#  Simulation Framework
## Idea is to estimate different levels of idle times at different levels of preemption

In [1]:
import os

import pandas as pd
import matplotlib.pyplot as plt
import numpy as np
from datetime import datetime, timedelta

## Average Performance Numbers from Profiling

In [2]:
BASE_DIR=os.path.join('checkpointing_baseline', 'async-checkpointing', 'run-86')

performance_stats = {}

### Reconfig Times

In [3]:
reconfig = pd.read_csv(os.path.join(BASE_DIR, 'reconfig.csv'), names=['ws', 'start', 'end', 'elapsed'])
reconfig = reconfig.drop([0])

In [4]:
mean_reconfig_time = reconfig['elapsed'].mean()
performance_stats['reconfiguration'] = mean_reconfig_time

### Iteration Times

In [5]:
loop_times = pd.read_csv(os.path.join(BASE_DIR, 'loop_times_0.csv'), names=['ws', 'step', 'loop start', 'loop end', 'train time', 'start chkpt thread', 'total loop time'])

In [6]:
ws_iter_times = {}
for ws in loop_times.ws.unique():
    filtered_df = loop_times[loop_times['ws'] == ws]
    ws_iter_times[ws] = filtered_df['train time'].mean()

In [7]:
performance_stats['iter_times'] = ws_iter_times

### Save Checkpoint

In [8]:
chkpt_times = pd.read_csv(os.path.join(BASE_DIR, 'async-checkpoint_0.csv'), names=['elapsed'])

In [9]:
mean_chkpt_time = chkpt_times['elapsed'].mean()
performance_stats['checkpoint'] = mean_chkpt_time

### Load Times

In [10]:
load_times = pd.read_csv(os.path.join(BASE_DIR, 'load_times_0.csv'), names=['ws', 'step', 'elapsed'])

In [11]:
mean_load_times = load_times['elapsed'].mean()
performance_stats['load checkpoint'] = mean_load_times

In [12]:
performance_stats

{'reconfiguration': 87.87109575271606,
 'iter_times': {16: 17.994171783779606,
  32: 11.380824764730477,
  48: 9.318327348709106,
  64: 8.282614257155346},
 'checkpoint': 88.99610565625704,
 'load checkpoint': 46.83130866289139}

## Global Functions + Importing Base Data

In [13]:
def ts_to_dt(ts, format="%Y-%m-%dT%H:%M:%SZ"):
    return datetime.strptime(ts, format)

In [14]:
real_node_trace_file = 'full-64-node-trace.csv'
real_terminate_trace_file = 'full-64-terminate-trace.csv'

In [15]:
node_trace = pd.read_csv(real_node_trace_file)
node_trace['dt'] = node_trace['timestamp'].apply(lambda x : ts_to_dt(x))
terminate_trace = pd.read_csv(real_terminate_trace_file)
terminate_trace['dt'] = terminate_trace['timestamp'].apply(lambda x: ts_to_dt(x))
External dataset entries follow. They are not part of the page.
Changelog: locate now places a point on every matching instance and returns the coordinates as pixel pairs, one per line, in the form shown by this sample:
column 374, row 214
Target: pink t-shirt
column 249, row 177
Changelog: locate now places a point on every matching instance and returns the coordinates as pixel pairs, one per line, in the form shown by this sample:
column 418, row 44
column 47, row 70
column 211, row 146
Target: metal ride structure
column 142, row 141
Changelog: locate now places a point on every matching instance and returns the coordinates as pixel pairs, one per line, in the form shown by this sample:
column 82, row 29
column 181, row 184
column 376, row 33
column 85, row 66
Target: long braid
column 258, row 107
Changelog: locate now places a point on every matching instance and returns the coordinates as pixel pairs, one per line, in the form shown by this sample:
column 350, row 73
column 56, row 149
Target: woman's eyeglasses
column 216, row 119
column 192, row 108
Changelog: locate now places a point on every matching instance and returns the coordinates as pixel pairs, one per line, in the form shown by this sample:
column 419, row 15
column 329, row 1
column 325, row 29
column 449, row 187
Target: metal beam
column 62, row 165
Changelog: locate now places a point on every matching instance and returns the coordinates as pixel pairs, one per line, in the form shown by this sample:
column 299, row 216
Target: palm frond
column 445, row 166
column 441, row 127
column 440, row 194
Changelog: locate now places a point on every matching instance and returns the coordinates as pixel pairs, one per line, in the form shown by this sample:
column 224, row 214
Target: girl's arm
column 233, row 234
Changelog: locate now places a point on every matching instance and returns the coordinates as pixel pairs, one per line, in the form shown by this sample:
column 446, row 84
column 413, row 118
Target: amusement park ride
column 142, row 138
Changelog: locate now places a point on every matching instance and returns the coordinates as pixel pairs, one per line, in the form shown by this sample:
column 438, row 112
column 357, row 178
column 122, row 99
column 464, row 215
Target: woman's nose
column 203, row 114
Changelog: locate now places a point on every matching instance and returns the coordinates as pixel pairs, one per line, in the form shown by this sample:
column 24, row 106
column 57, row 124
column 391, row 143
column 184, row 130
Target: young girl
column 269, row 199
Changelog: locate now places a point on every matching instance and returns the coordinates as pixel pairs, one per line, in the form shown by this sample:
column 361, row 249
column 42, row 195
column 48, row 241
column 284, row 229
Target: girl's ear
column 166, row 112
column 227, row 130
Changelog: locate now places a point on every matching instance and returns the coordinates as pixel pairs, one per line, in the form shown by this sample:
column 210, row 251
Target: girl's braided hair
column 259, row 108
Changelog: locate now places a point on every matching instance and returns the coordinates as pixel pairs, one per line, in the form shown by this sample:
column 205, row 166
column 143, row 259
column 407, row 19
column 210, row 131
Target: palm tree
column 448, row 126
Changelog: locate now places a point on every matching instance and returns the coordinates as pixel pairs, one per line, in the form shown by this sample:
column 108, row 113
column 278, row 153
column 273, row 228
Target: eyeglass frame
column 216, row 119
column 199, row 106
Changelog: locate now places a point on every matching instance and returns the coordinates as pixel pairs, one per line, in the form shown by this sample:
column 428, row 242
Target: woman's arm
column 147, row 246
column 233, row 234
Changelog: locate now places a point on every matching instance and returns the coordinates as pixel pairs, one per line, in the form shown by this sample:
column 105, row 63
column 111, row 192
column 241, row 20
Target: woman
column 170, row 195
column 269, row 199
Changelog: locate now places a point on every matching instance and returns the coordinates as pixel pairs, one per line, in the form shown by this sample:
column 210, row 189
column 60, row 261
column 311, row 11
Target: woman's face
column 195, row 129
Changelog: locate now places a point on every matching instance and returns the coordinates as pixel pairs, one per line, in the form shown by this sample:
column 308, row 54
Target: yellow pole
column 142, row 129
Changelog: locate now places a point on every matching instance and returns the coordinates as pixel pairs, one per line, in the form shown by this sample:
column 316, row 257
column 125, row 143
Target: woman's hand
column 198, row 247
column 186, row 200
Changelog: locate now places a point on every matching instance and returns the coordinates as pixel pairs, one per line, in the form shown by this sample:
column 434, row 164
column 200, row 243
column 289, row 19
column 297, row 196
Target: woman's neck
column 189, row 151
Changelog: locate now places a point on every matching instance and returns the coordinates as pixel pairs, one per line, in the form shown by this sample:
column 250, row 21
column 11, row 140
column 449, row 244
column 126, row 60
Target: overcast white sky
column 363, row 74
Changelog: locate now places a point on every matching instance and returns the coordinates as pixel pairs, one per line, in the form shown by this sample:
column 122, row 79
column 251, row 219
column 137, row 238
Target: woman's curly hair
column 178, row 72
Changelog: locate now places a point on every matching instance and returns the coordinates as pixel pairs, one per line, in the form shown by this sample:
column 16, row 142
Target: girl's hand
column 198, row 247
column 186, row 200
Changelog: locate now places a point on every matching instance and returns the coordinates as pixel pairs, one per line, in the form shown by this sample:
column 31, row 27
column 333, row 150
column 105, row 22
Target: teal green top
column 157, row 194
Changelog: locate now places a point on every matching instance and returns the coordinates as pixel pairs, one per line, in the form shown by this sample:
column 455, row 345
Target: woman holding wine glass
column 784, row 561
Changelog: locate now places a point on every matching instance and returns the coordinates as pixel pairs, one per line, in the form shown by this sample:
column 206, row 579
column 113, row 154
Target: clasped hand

## Analyzing Mean Time To Preemption (MTTP)

In [16]:
ranges = {'ranges': []}
for ind in range(len(node_trace) - 1):
    row = node_trace.iloc[ind]
    next_row = node_trace.iloc[ind + 1]

    ranges['ranges'].append((next_row['dt'] - row['dt']).total_seconds())

ranges_df = pd.DataFrame(ranges)
print("MTTP", ranges_df['ranges'].mean())
print("TTP Std:", np.sqrt(ranges_df['ranges'].var()))

MTTP 221.875
TTP Std: 171.06669982633582


## Slight Aside: Generate a "Node Additions" Trace

In [17]:
additions = {
    'timestamp': [],
    'dt': [],
    'count': []
}

for ind in range(len(node_trace)-1):
    row = node_trace.iloc[ind]
    next_row = node_trace.iloc[ind+1]

    if next_row['count'] > row['count']:
        additions['timestamp'].append(row['timestamp'])
        additions['dt'].append(ts_to_dt(row['timestamp']))
        additions['count'].append(next_row['count'] - row['count'])

In [18]:
additions_trace = pd.DataFrame(additions)
additions_trace.to_csv('full-64-additions-trace.csv')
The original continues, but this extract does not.